In fact, when asked what his current job is, Davey Johnson drolly replies, “Nothin’.”
He goes on to say, “Well, golfer…fisherman. I do live on a canal that leads to a chain of lakes and I have a place at the ocean. As long as I can see the water, I’m happy.”
And this is a guy whose past merits qualify him for a little peace and contentment. Thirteen years as a Major League ball player and many more years spent managing ball players yielded three World Series rings for Davey—two as a player and one for that Mets game 23 years ago.
“I spent 40 years in the majors at a very high level, but here’s the thing about major league baseball—you’re on the road literally 12 months. The season is 10 months and the other two, you’re checking out talent in the minors,” Davey says.
Did we mention that even as he was earning his bachelor’s degree, he was already a free agent playing the season with the Baltimore Orioles and then traveling back to Trinity to attend classes?
“I started at Trinity in the early 60s. I’d play for the Orioles during season and then go to school to earn my degree in home building.”
“I knew I couldn’t get a degree in home building because there were certain courses I couldn’t take with my schedule. I actually had 140 hours when Peter Terwey Jr. department of mathematics, told me I could get my BS in Math with just 25 more hours, so I signed up for Chinese trigonometry and calculus,” Davey remarks, casually.
Post graduation, he hit the diamond full time, continuing on with the Orioles until he was traded to the Braves 10 years later. From there, it was onto the Phillies and the Cubs until he hung up his cleats in 1978 and embarked on a long colorful career as a team manager.

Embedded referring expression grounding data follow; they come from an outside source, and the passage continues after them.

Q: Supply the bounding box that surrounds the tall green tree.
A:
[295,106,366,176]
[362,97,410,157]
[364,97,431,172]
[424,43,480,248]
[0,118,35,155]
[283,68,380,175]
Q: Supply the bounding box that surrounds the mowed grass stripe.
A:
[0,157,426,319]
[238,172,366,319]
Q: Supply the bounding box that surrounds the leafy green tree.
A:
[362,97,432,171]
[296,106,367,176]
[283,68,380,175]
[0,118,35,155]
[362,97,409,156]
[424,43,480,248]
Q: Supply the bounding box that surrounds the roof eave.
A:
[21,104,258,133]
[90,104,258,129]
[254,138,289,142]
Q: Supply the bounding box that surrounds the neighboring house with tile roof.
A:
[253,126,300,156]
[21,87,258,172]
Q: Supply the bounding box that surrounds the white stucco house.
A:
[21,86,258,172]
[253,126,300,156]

“Well, it was a good life. I played in four World Series and won two with the Orioles and one with the Mets,” says Davey.
Hitting homers came easily to Davey who grew up the child of an Army officer, playing on Little League teams at every one of his dad’s duty stations. He wanted to stay behind with his Clearwater, Fla., Little League team when he was 12 and his dad was transferred to yet another base, but his parents, who weren’t particularly encouraging about his love of the game, told him, “No.’’ The whole military thing really stuck with him, though. When asked what he thought about before all those baseball games during the playing of the national anthem, Davey proudly states, “I’m an Army brat. I always thought and continue to think about the people who fight for our freedom.”

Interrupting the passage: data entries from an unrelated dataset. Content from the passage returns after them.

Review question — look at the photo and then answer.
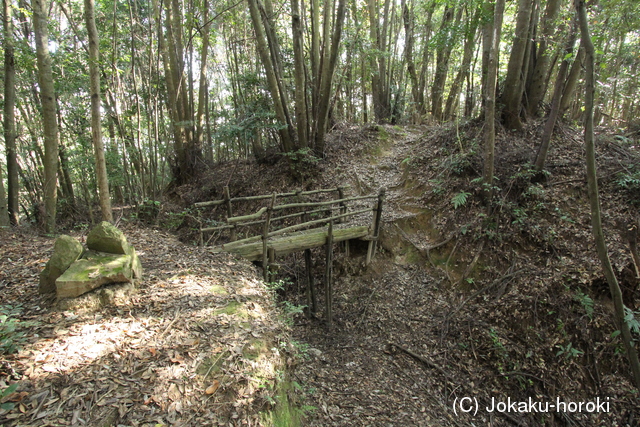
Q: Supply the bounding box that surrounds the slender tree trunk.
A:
[85,0,113,222]
[445,7,479,121]
[247,0,294,152]
[577,0,640,390]
[0,164,8,226]
[501,0,533,130]
[314,0,347,154]
[291,0,308,149]
[560,44,584,113]
[526,0,563,117]
[369,0,392,123]
[32,0,59,233]
[431,5,457,122]
[196,0,211,151]
[401,0,423,122]
[4,0,19,225]
[483,0,505,200]
[534,18,576,172]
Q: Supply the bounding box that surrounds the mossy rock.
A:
[39,235,84,294]
[56,254,133,298]
[86,221,131,255]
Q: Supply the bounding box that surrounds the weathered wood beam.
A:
[211,225,369,261]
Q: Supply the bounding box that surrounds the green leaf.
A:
[451,191,471,209]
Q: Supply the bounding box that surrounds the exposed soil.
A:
[2,121,640,426]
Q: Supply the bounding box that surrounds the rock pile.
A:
[39,222,142,299]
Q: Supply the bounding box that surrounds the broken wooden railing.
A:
[194,186,385,327]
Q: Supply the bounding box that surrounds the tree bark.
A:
[291,0,308,149]
[85,0,113,222]
[526,0,563,117]
[313,0,347,154]
[445,6,479,121]
[501,0,533,130]
[431,5,457,122]
[483,0,505,199]
[32,0,59,233]
[247,0,294,152]
[534,18,576,172]
[4,0,19,225]
[577,0,640,390]
[559,44,584,113]
[0,164,8,227]
[369,0,392,123]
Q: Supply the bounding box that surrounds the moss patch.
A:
[243,338,269,361]
[261,377,307,427]
[196,350,229,378]
[213,300,249,319]
[209,285,229,295]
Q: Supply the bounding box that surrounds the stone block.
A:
[39,235,84,294]
[56,254,133,298]
[86,221,130,255]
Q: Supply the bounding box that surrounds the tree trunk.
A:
[501,0,533,130]
[196,0,211,151]
[32,0,59,233]
[526,0,563,117]
[291,0,308,149]
[247,0,294,152]
[445,6,479,121]
[0,164,8,226]
[313,0,347,154]
[369,0,392,123]
[401,0,424,122]
[577,0,640,390]
[483,0,505,200]
[4,0,19,225]
[560,44,584,114]
[534,18,576,172]
[431,5,457,122]
[85,0,113,222]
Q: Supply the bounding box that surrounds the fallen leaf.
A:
[205,380,220,395]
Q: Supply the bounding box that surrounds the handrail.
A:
[194,186,349,208]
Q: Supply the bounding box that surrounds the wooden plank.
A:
[269,208,372,237]
[212,225,369,261]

When his dad was transferred to Ft. Sam Houston, Davey played for Alamo Heights High School and accepted a basketball scholarship to A&M before settling in at Trinity. Many of his baseball friends on campus were guys he knew from Heights days.

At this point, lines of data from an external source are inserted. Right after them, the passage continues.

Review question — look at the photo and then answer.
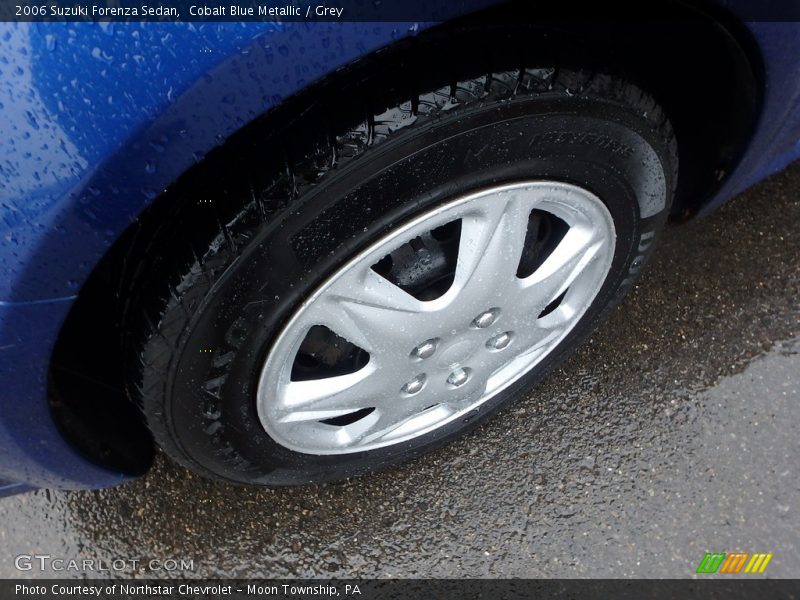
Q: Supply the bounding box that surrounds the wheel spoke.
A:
[300,268,424,355]
[513,321,563,357]
[517,225,606,314]
[277,363,384,422]
[359,404,453,445]
[329,267,425,314]
[452,196,532,298]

“Miles Cortez ’64 and I were seniors at Heights. He was actually on the Trinity tennis team with Chuck McKinley ’63. I still vacation with Miles.”
While in the majors, Davey married and became a dad of four children. Fifteen years ago, he married for the second time to his current wife, Susan. The couple has six kids between them, one of whom is deaf and blind. That motivated Davey to serve as the spokesperson for the Helen Keller National Center. He and his wife, who owns a women’s boutique in Winter Park, Fla., raise $1 million a year for that organization, and have their own non-profit called Foundation for Success which raises money for bright young girls to attend college.
Even during semi-retirement, though, Davey keeps one hand in the game, coaching the Deland Suns in the Florida Collegiate Summer League.
“It keeps you young,” says Davey. “I learn a lot of new things.”
But mostly, this self-described “competitive guy,’’ is settling into his current life, which he describes as much more “laid back and content.’’ This time, his major pastime is reeling in the big one.
“I’ve made a lot of money, but there’s more to life than fame or fortune. Any fish you catch is a great catch.”